A lot of people have no idea what lupus really is..they may know its a chronic illness that's 'kinda like arthritis' but in my experience that's about the most of it. My husband (ex husband now) never once went to a doctor appointment or test with me over the 2 years it took the doctor's to diagnose me. Not only did it hurt my feelings that he didn't seem to care, but it allowed him to remain uninformed about my condition. His lack of empathy and ignorance about living with lupus eventually indirectly led to our divorce. I never wanted to push him to go with me but I wish I would have more now; try to talk to your husband about what you're going through and ask him to go to the doctor with you...he may just be scared, some people want to be able to fix everything and when they cant they would rather ignore it and ignorance is sometimes bliss.
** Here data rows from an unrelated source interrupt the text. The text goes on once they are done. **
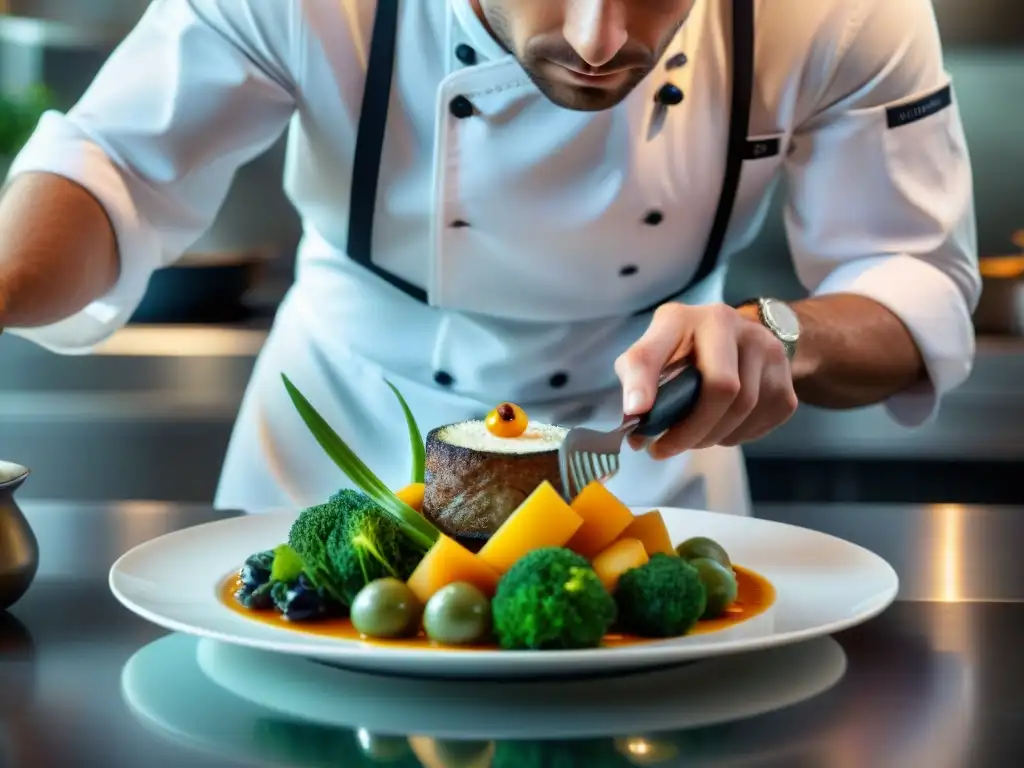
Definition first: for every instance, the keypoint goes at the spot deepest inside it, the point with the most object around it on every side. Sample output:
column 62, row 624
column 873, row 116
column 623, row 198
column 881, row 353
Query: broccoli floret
column 367, row 545
column 662, row 598
column 348, row 542
column 311, row 529
column 551, row 599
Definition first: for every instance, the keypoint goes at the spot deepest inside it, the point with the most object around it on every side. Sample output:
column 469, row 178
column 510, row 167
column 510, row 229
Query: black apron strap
column 373, row 125
column 370, row 145
column 739, row 119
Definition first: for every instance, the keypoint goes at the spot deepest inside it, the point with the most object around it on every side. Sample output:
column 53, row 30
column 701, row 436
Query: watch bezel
column 764, row 309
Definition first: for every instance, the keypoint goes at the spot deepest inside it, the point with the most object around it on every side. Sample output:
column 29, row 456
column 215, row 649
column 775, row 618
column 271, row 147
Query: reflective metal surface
column 942, row 552
column 85, row 683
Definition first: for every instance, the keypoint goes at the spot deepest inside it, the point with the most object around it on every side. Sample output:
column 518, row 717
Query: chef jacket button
column 670, row 95
column 559, row 380
column 680, row 59
column 461, row 107
column 466, row 54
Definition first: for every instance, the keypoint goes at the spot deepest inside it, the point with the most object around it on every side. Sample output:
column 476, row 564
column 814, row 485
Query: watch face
column 781, row 317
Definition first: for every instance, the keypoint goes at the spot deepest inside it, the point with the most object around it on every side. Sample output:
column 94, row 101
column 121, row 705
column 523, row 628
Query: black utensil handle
column 676, row 399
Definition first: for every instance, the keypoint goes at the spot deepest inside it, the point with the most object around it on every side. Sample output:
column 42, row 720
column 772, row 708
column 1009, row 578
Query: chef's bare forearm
column 57, row 251
column 852, row 352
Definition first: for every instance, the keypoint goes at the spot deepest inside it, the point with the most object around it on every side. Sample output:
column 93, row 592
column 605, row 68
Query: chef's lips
column 551, row 61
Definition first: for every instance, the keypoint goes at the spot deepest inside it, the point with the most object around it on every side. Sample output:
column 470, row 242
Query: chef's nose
column 596, row 29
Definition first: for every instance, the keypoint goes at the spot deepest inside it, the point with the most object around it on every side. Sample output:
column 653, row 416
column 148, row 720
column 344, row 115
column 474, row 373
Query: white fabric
column 555, row 200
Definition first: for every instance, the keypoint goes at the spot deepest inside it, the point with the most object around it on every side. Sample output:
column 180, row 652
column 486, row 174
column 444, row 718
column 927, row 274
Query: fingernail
column 633, row 401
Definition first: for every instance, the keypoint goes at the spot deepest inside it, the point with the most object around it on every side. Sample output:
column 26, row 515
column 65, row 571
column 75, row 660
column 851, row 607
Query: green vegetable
column 415, row 437
column 287, row 564
column 662, row 598
column 720, row 584
column 386, row 608
column 367, row 545
column 413, row 524
column 458, row 614
column 700, row 546
column 349, row 542
column 551, row 599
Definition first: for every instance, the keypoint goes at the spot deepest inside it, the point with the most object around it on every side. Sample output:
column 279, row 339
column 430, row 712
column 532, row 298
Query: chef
column 531, row 201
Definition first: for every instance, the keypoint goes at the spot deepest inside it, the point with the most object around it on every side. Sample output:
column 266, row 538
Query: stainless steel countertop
column 934, row 681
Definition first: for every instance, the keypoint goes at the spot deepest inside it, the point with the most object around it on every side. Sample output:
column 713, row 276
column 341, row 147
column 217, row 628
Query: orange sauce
column 755, row 596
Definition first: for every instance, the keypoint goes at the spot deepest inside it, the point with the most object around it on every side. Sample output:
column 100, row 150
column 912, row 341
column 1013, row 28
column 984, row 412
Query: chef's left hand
column 748, row 386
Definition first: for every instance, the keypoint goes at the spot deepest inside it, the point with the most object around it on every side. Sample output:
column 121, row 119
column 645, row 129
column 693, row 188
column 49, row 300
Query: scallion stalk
column 418, row 527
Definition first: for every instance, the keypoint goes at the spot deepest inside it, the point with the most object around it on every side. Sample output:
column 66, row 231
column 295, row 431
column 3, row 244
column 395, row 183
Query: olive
column 255, row 598
column 458, row 614
column 302, row 604
column 386, row 608
column 704, row 547
column 254, row 574
column 720, row 585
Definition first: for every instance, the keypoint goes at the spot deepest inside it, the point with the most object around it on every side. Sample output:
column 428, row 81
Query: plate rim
column 644, row 654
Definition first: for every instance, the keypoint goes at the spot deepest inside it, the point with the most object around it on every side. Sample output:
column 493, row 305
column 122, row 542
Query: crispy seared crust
column 469, row 494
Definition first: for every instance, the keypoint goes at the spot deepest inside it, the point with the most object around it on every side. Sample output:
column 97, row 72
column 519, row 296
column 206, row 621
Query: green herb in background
column 19, row 115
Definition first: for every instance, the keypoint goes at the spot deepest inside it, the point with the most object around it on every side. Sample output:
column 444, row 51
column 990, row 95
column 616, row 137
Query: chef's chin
column 585, row 97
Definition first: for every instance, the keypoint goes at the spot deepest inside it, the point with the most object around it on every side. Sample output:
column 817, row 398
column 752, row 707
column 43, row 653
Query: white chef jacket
column 527, row 225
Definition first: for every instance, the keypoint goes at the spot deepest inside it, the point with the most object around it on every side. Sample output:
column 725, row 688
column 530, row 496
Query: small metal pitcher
column 18, row 547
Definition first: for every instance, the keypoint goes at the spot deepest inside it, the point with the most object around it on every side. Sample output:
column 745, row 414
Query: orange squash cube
column 448, row 562
column 604, row 519
column 650, row 529
column 544, row 519
column 624, row 555
column 413, row 495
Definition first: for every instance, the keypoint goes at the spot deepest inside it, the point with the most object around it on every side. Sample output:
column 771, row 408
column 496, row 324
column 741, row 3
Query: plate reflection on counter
column 282, row 711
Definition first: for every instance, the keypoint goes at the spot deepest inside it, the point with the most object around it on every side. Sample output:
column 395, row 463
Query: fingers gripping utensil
column 587, row 455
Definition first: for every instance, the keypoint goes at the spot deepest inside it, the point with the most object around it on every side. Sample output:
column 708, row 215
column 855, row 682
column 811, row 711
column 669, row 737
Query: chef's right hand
column 747, row 388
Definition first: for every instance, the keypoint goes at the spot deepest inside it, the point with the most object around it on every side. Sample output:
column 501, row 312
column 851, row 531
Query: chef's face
column 585, row 54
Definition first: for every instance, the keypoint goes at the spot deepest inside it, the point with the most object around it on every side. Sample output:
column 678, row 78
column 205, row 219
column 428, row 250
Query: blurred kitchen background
column 150, row 416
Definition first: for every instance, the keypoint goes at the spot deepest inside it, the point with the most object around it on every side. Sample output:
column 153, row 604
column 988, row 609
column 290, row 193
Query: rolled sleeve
column 881, row 197
column 196, row 90
column 936, row 314
column 59, row 147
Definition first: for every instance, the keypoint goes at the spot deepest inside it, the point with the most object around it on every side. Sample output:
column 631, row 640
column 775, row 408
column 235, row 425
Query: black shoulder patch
column 761, row 147
column 920, row 109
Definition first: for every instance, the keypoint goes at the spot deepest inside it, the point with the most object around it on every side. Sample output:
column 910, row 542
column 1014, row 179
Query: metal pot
column 203, row 288
column 18, row 547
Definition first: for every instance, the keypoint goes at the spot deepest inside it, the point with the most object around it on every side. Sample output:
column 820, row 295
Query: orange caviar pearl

I'm sorry you don't have a support system at home, maybe meanwhile a talk with your Pastor or close friend would help, at least then you have someone to turn to.
I am new to this group and I can so relate to your story. I was diagnosed with Lupus this year in May but I suspected I had it for 3 years prior to being diagnosed. Before my diagnosis, my husband thought I was a hypochondriac always googling things and going to the doctor, but had I not done these things and ignored them, I still would be suffering. I was originally diagnosed with RA. Upon going to Memphis in May and becoming practically ill, I was finally diagnosed with Lupus because I finally got the Malar butterfly rash on my face. My husband has not went to any of my appointments with me and I have tried to explain the disease to him as best I can, giving him a pamphlet and literature from the internet, but all he does is say "Pray" or it will be "Ok". I even suggested he get in a support group to help him deal with my illness because I know this is affecting him as well and I am sure it is affecting your husband too. I got a semi-break through when he started talking to his son and I discovered that he feels like if he talks about it, it becomes real to him and he doesn't want to think negative. Does your husband have anyone he can talk to that he would honestly open up to? Since talking to his son, when I am hurting really badly, he aids in helping me walk when I need it and encourages me to rest. It is still a long road we have to go because he still does not understand the disease which is why I sought out a group of people who do! Let's be of encouragement to one another and come up with some solutions together!
I am sorry you also suffer from this condition. It is an awful one to have. Maybe he could come with you to the appointments and see what exactly you have to go through and get advice from a doctor. I suffer from this and I work a lot. Also my life is very stressful so yes stress causes the pain to be worse. If you want to chat anytime about flare ups or in general I would love to talk to you about it.
Cass.
Hello. When were you diagnosed and how has it affected your life thus far?